This is somewhat an implementation issue, but I hope general enought to get here insights.

Consider two input vectors of N double (64-bit) elements, and one output vector, and allocating buffer objects (and then set as kernel arguments):

::size_t ds = sizeof(cl_double) * N;
cl::Buffer inA(someContext, CL_MEM_READ_ONLY, ds , NULL, &s);
cl::Buffer inB(someContext, CL_MEM_READ_ONLY, ds , NULL, &s);
cl::Buffer out(someContext, CL_MEM_WRITE_ONLY, ds , NULL, &s);

Consider also the AMD APP SDK 2.6 and Intel OpenCL SDK 1.5 (two platforms) on the same machine with a Core i7 2670QM as device and 4GB RAM.

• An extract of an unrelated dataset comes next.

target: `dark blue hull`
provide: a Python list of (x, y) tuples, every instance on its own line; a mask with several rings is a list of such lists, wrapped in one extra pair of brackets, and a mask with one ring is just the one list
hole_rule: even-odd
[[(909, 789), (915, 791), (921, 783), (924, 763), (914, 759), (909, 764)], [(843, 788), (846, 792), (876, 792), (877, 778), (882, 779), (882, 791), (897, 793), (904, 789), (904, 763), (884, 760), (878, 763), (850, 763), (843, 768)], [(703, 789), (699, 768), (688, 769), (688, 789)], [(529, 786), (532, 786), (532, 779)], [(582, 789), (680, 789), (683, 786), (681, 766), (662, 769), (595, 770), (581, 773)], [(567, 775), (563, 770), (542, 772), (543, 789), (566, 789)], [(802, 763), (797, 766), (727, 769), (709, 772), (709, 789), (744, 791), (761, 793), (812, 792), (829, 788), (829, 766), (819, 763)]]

If I print the CL_DEVICE_MAX_MEM_ALLOC_SIZE information for each platform and the CPU device, then for AMD its roughly 1000MB, while for Intel it's only 536.
The first surprise here is that they deviate (ok a platform issue), the second is that in my naive eyes these figures are fairly low and remind me of the 512MB RAM age.
Third surprise is that if N = 23 million both platforms can allocate the memory (although at 552 MB more than 536 MB are needed), while for 25 million both platforms fail to allocate the memory (although I am clearly below the 1000 MB limit for AMD).

Can anyone give me insights why for N = 23 million it works for both and why for N = 25 million for none? Also, why are the theoretical and practical limits so fairly low? The CPU must get it's memory from system RAM and I don't really get why on a 4 GB machine the OpenCL part is restricted to less than 600 MB. This is in so far serious as the application I am developing will need more than 600 MB for data.

Is there anything that can be done about it?

many thanks for your input !